Reading, Life Indexing, and Self-Driving Cars

After the last entry I wrote about an article on self-driving cars, I looked forward to the new installment of the series of stories it was based on. I recommend reading that article if you're interested in the topic, but it didn't really provide enough grist for another entry on applied AI.

But while reading, I had an interesting thought. I was noticing the author making many factual claims, which I believed, but was somewhat surprised that they were not justified or explained. The standard blogging technique is just to link to background reading or supporting arguments when making claims that require support but whose arguments do not fit into the scope of the entry. This is not always easy, though, and I can empathize with the author. He, like most technology professionals, probably does a lot of reading, both for pleasure and for work, and doesn't always realize and note while reading which points will be important to remember and reference later.

This is why I would really enjoy an application or web browser add-on that could index every webpage I read all day, every day, on every computer. This application would take advantage of the rapidly decreasing price of storage, which makes indexing even the entirety of text that voracious readers consume a trivial task. The closest thing I have seen to something like this is Google's "Web History" widget, which keeps track of your google searches. If you were looking to build something like this to be immediately useful, you could leverage any web history you have as a starting point, even if it doesn't make up the entirety of your reading list.

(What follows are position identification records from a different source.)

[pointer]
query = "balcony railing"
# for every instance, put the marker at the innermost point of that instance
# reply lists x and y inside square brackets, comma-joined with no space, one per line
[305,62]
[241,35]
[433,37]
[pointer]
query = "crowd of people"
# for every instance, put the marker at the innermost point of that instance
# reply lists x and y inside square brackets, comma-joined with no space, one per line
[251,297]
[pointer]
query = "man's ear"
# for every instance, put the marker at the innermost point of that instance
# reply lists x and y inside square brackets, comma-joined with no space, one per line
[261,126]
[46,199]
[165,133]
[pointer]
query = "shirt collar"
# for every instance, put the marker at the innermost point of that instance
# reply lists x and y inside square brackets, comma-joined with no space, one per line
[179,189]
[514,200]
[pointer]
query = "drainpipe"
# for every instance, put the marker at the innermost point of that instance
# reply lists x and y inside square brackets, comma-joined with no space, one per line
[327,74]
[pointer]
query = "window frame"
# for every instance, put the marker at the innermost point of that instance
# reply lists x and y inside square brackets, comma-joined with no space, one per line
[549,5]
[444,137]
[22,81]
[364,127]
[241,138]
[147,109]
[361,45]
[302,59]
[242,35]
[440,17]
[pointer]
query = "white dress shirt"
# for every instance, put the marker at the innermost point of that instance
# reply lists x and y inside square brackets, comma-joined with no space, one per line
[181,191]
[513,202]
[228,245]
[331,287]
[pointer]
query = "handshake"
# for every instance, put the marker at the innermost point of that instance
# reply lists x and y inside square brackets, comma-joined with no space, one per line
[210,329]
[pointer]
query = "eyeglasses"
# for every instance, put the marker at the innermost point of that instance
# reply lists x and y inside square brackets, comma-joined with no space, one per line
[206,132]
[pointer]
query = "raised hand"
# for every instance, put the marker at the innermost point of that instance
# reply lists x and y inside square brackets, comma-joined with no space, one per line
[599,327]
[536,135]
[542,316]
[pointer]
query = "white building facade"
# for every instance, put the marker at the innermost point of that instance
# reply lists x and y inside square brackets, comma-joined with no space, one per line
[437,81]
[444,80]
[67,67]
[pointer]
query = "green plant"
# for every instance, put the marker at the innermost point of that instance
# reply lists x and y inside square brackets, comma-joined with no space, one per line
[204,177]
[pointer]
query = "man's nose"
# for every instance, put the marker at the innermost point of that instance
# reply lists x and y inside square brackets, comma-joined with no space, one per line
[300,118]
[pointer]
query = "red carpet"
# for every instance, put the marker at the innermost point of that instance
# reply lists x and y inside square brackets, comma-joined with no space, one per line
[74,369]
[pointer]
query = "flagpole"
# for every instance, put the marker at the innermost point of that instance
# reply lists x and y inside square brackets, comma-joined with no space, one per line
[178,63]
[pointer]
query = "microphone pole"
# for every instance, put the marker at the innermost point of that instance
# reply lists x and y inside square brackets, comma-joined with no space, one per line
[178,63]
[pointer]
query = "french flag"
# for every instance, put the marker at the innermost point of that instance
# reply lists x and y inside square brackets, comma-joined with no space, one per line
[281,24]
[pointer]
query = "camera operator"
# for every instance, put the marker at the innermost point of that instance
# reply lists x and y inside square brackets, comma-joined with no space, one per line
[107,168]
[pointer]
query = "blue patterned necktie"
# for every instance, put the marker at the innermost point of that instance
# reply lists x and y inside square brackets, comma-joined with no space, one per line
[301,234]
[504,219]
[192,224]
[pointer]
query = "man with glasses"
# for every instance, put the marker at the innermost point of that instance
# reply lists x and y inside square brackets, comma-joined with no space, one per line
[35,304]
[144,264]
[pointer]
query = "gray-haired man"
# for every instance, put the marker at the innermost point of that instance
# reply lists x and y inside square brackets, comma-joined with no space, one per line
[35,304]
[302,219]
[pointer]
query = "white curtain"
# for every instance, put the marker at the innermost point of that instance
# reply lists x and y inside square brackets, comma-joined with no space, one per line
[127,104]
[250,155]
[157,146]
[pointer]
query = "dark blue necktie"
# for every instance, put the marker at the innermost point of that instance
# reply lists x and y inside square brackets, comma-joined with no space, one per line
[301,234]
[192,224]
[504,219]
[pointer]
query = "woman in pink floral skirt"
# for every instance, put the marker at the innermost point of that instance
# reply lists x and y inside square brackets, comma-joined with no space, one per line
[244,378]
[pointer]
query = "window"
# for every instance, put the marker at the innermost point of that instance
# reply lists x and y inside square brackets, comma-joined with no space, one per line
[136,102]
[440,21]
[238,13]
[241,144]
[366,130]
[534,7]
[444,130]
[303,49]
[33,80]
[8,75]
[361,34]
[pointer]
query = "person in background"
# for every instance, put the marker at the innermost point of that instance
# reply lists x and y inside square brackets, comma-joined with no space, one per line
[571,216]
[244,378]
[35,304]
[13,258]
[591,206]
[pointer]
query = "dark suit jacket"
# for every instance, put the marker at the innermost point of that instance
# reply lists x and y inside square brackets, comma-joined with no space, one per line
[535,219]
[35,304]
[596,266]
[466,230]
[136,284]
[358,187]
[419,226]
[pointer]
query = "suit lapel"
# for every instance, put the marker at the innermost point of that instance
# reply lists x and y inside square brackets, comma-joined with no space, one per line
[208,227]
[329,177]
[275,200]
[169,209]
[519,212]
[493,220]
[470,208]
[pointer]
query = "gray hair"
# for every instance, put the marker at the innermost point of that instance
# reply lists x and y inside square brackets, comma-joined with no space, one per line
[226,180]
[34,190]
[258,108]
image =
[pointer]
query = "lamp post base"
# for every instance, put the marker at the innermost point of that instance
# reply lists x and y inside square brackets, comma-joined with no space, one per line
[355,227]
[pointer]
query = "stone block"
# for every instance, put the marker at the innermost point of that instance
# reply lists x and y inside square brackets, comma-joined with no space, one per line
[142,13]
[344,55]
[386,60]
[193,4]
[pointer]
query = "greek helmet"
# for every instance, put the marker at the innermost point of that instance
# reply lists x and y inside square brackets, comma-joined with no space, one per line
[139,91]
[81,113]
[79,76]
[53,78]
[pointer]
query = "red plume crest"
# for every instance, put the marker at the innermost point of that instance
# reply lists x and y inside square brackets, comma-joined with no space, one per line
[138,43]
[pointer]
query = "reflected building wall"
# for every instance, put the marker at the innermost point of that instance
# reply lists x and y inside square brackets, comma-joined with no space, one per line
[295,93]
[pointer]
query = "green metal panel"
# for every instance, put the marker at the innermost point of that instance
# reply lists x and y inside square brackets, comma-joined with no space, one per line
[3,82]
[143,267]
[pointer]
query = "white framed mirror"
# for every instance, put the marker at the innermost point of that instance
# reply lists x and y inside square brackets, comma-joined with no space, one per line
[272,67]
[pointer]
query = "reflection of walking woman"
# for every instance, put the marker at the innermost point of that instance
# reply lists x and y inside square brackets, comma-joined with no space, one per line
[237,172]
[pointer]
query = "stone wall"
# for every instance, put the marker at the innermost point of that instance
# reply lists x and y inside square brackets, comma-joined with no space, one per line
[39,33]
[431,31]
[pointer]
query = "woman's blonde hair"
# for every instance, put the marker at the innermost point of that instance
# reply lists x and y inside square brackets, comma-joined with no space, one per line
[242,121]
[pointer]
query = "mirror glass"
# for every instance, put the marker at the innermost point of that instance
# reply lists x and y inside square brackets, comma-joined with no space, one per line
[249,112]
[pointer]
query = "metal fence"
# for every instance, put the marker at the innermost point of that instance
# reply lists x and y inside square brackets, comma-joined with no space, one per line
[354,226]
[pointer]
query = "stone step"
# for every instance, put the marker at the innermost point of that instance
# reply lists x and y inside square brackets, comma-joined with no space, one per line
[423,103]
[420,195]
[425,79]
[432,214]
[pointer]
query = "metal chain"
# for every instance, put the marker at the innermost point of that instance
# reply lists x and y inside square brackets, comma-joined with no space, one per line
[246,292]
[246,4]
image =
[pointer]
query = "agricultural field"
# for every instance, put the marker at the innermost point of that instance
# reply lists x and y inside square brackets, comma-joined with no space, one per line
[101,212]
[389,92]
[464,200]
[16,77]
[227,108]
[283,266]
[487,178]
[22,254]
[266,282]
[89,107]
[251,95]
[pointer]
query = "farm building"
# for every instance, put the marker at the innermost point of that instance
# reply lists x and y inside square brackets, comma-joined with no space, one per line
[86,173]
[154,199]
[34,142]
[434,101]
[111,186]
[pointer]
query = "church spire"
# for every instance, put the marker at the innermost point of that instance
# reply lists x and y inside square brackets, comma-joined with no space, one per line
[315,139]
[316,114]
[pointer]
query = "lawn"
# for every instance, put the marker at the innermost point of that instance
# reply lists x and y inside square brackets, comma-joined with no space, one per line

Now, applications. First of all, the inspiration behind this, the desired link to explanation that eludes the voracious reader. The dream application would work like this: While writing a blog post (or journal article, or whatever), you realize a claim you are making would be more impactful with a direct citation. Simply copy a sequence of words (perhaps the "anchor text" you would use if you were hyperlinking), and paste it into the indexing engine.

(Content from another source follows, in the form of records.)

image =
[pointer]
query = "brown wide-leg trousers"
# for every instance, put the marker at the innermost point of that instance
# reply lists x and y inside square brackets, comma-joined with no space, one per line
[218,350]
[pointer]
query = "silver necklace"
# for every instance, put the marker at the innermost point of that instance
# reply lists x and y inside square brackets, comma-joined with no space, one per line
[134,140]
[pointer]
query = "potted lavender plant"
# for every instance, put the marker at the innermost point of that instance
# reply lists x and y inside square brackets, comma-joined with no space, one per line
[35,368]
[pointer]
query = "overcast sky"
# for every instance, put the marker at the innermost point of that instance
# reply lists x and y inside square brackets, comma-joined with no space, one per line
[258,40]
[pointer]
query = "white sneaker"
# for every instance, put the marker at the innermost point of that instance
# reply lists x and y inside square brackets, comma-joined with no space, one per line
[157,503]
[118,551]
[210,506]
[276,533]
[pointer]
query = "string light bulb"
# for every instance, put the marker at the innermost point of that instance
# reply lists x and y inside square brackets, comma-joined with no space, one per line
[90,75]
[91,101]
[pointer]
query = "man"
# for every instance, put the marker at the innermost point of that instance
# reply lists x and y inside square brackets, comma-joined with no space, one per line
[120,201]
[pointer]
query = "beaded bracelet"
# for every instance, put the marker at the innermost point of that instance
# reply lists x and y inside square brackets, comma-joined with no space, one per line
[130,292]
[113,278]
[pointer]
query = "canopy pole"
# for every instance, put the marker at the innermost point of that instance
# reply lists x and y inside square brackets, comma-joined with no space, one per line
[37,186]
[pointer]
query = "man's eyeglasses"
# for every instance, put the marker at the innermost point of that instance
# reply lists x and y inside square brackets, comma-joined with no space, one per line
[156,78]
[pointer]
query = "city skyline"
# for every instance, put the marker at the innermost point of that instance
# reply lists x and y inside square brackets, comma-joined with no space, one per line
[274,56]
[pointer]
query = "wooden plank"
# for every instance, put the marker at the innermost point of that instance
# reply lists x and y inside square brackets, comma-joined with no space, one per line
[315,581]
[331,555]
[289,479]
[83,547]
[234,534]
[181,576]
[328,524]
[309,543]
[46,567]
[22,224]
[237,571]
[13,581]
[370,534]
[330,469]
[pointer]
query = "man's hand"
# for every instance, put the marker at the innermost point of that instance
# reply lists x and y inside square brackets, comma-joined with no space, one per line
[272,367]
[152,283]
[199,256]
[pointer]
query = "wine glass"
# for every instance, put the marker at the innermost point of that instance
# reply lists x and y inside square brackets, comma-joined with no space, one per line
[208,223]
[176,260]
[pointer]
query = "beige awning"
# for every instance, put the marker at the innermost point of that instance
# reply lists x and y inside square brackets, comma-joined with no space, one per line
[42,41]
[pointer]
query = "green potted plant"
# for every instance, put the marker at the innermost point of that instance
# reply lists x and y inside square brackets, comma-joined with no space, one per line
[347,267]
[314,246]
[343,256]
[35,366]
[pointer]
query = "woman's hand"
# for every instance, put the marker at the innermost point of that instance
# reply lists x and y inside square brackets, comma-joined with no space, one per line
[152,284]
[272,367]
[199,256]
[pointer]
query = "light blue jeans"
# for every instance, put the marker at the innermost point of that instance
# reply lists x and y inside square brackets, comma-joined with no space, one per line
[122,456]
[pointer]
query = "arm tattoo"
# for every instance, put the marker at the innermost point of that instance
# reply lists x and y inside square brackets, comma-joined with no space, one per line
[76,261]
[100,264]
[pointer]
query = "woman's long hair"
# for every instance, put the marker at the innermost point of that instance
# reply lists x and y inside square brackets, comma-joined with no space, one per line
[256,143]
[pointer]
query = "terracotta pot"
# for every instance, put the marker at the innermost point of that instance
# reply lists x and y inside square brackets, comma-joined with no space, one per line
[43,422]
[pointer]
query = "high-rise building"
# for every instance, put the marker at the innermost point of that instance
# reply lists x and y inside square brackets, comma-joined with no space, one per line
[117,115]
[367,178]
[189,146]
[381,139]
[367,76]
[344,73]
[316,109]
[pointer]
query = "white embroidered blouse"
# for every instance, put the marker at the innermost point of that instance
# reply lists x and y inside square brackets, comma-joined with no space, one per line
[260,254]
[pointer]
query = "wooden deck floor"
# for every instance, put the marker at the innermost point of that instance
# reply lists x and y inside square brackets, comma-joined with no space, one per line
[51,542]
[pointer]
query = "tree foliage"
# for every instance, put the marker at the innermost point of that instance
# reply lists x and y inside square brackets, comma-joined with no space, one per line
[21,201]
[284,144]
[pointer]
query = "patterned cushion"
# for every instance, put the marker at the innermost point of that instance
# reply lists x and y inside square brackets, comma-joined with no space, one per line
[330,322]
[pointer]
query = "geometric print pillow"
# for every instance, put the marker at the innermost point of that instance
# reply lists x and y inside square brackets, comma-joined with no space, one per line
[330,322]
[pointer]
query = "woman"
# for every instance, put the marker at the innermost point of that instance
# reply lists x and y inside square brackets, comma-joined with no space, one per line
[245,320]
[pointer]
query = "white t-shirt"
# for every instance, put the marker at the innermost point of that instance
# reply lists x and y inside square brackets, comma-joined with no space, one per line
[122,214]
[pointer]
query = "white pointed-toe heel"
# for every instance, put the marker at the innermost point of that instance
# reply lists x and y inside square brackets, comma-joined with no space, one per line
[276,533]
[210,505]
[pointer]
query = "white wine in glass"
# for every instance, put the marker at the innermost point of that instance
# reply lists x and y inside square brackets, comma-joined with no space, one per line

In its most simple form, the results can simply come from a google-type bag-of-words string matching algorithm, ranked by relevance. But more advanced approaches could use something like the topic model approaches we've discussed to return documents that not only match keywords but rather the topics represented by the search query. The most advanced step (and the subject of much my of research) is to use natural language understanding techniques to actually index the relations between referents in the documents, and within the query, and find a match based on a document making similar claims about these relations as your query phrase. Of course, there are many incremental steps between current research and this last technology, but there is no reason why the data collection part cannot begin right now, even without any simplifications or compression done to the text data.